Wilton’s new registrar has ‘come a long way’

Earlier this month, the town of Wilton said goodbye to Tina Gardner and welcomed Annalisa Stravato as its new Republican registrar of voters.

Following a hectic election season and nearly 20 years as registrar, Gardner officially retired on Wednesday, Jan. 3 — the same day Stravato was sworn in at the state Capitol in Hartford by Secretary of the State Denise W. Merrill.

Thursday, Jan. 4, was Stravato’s first day in Wilton Town Hall’s registrars of voters office.

A mother of three and a Wilton resident of about 17 years, Stravato has served as vice chairwoman of the Connecticut Republican Party for four years and as state central representative of Connecticut’s 26th Senatorial District for a little more than two years.

Looking back, Stravato said, she’s “come a long way.”

“I went from not being a U.S. citizen to now being intricately involved in a process that, I think, is instrumental in who we are and fundamental in everything that we do,” said Stravato, who was born in Italy and has been a U.S. citizen for about or seven years. “It’s been humbling.”

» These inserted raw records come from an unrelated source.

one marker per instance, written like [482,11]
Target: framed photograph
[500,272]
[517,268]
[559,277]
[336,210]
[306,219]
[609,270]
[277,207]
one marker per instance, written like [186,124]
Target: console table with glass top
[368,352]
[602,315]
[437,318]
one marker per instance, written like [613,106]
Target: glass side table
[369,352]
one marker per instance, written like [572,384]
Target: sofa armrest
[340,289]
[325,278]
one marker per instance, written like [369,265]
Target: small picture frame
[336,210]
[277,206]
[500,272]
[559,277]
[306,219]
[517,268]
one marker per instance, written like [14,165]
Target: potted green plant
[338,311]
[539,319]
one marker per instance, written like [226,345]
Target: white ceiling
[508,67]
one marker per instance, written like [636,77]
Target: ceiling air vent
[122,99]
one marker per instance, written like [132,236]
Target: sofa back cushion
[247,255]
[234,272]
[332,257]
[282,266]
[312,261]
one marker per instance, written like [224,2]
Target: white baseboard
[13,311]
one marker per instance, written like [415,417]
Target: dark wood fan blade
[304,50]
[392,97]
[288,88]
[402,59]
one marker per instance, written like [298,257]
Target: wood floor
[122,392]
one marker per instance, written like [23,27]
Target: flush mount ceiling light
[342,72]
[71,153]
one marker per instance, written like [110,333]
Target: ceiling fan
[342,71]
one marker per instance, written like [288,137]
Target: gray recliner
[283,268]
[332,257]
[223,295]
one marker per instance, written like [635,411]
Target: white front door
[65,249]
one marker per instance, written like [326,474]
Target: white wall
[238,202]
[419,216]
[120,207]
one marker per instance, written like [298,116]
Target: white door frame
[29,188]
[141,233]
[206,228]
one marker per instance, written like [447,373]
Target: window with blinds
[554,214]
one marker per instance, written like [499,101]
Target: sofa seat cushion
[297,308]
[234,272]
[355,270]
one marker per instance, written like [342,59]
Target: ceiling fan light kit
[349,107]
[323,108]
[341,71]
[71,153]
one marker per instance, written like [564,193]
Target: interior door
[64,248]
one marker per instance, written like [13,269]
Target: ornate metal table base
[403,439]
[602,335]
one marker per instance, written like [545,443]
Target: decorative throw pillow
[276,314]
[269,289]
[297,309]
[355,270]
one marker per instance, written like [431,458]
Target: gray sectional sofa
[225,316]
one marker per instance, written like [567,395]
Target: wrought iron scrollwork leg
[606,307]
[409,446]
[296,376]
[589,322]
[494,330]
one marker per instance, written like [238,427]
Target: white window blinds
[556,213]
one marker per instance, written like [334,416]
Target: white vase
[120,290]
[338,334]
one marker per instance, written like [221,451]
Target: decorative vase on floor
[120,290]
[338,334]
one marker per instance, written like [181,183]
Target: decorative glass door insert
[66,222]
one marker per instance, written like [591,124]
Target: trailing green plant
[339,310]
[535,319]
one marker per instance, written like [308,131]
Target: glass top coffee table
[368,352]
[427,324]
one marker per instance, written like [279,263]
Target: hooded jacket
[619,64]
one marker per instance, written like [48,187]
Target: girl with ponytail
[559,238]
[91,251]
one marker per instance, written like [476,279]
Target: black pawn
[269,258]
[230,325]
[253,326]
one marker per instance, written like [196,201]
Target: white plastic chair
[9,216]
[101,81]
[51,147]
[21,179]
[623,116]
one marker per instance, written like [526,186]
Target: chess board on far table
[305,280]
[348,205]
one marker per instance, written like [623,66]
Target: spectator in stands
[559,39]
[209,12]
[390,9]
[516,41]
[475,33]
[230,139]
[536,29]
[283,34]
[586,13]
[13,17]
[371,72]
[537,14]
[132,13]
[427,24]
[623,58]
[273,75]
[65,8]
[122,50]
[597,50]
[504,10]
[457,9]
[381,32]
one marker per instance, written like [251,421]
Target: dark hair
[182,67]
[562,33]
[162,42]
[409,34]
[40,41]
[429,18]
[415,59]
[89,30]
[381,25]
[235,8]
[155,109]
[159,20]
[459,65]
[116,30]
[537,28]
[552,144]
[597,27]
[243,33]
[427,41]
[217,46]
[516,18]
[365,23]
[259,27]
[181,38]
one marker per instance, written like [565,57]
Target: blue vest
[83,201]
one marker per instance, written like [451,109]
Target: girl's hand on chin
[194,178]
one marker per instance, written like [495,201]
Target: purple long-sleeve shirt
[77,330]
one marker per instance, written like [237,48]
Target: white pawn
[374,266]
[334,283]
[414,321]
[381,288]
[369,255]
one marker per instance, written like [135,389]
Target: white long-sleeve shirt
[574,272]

Stravato came to the United States with her parents at the age of 4 and grew up in the Bronx, N.Y. She later earned a finance degree and worked on Wall Street for 11 years.

In the late 1990s, Stravato moved to London with her husband. Following the 1998 birth of their twins, Stravato and her family returned to the States in 2000 and have since called Wilton home.

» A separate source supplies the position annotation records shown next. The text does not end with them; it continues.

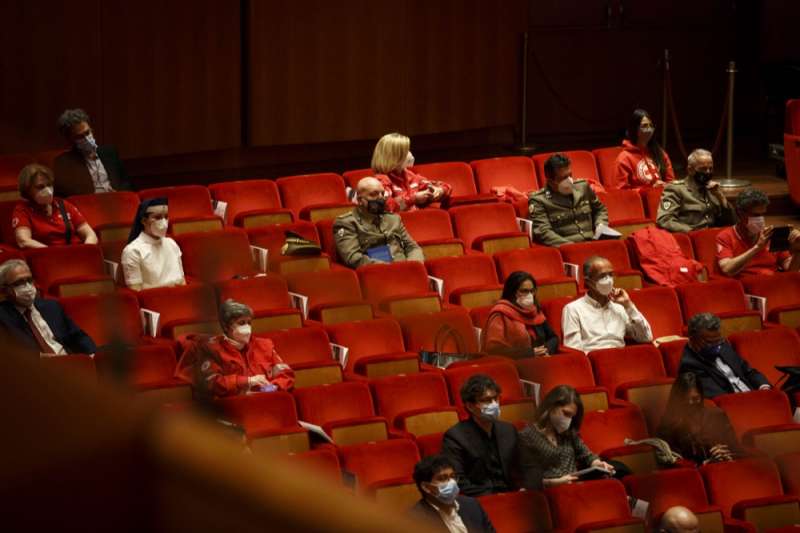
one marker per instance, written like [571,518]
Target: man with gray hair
[87,168]
[696,202]
[35,323]
[713,360]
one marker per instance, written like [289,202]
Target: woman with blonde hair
[405,190]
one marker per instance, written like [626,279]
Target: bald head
[679,520]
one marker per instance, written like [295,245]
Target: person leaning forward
[369,235]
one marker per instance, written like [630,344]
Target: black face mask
[376,207]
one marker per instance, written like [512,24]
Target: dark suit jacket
[469,509]
[72,176]
[66,332]
[713,381]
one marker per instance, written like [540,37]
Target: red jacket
[637,170]
[226,369]
[402,187]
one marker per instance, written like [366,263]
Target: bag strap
[67,223]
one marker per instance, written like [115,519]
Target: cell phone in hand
[779,240]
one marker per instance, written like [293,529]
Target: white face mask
[44,196]
[25,294]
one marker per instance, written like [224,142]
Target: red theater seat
[490,228]
[251,203]
[315,196]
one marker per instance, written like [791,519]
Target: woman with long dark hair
[698,432]
[516,326]
[643,163]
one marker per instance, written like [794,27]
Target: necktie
[43,346]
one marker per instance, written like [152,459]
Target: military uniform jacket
[559,219]
[686,207]
[356,232]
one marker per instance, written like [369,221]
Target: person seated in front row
[441,504]
[37,323]
[696,202]
[87,168]
[699,433]
[234,362]
[516,326]
[565,210]
[368,234]
[405,190]
[719,369]
[605,315]
[151,259]
[40,219]
[483,448]
[552,442]
[642,164]
[743,249]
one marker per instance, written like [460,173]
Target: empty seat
[762,419]
[251,203]
[109,214]
[469,280]
[269,420]
[432,230]
[190,207]
[315,196]
[722,297]
[398,288]
[490,228]
[544,264]
[70,270]
[216,255]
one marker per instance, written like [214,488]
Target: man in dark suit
[717,365]
[484,449]
[37,324]
[87,168]
[441,504]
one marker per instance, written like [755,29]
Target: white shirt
[152,262]
[588,326]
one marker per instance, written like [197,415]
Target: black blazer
[72,176]
[66,332]
[713,381]
[469,509]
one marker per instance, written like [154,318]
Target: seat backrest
[514,171]
[185,201]
[472,221]
[615,366]
[216,255]
[427,224]
[767,348]
[457,174]
[661,308]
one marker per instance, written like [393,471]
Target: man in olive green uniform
[695,202]
[565,210]
[369,235]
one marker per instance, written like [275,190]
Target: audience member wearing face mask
[37,324]
[743,249]
[40,219]
[717,366]
[235,362]
[441,503]
[551,441]
[405,190]
[605,315]
[516,326]
[700,433]
[151,259]
[696,202]
[483,448]
[642,164]
[369,234]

“When I first came to Wilton, I just really fell in love with the town. I honestly feel like it’s been my home,” she said. “I’m done moving.”

Registrar role

So far, Stravato said, working in the registrars of voters office has been “really nice.”

Not only has she met a lot of new people, said Stravato, but she is also getting to know the election process “from the bottom up.”

In a sense, Stravato said, the registrars of voters are “the first line of defense” in the election process.

“This is where it all starts, and I think registrars are a little underappreciated,” she said.

“We kind of do more of the maintaining and the filing, but it’s crucial to running a very successful election.”

It’s “very important” that people have trust in the individuals “who are pretty much controlling the voting system in their towns,” said Stravato, whose goal as registrar is to provide Wilton voters and their elected officials “a sense of what’s going on” and “assist people with any kind of issues or questions that they may have about the process.”

Although she’s had experience working the polls during elections, Stravato said, there was still much for her to learn before taking office.

Prior to Election Day, for example, she worked as assistant registrar — helping out with clerical work, while also “learning the systems,” said Stravato, “which was very helpful.”

Gardner was “very, very instrumental” in making sure that her transition into the position was a seamless one, said Stravato. “She did a great job.”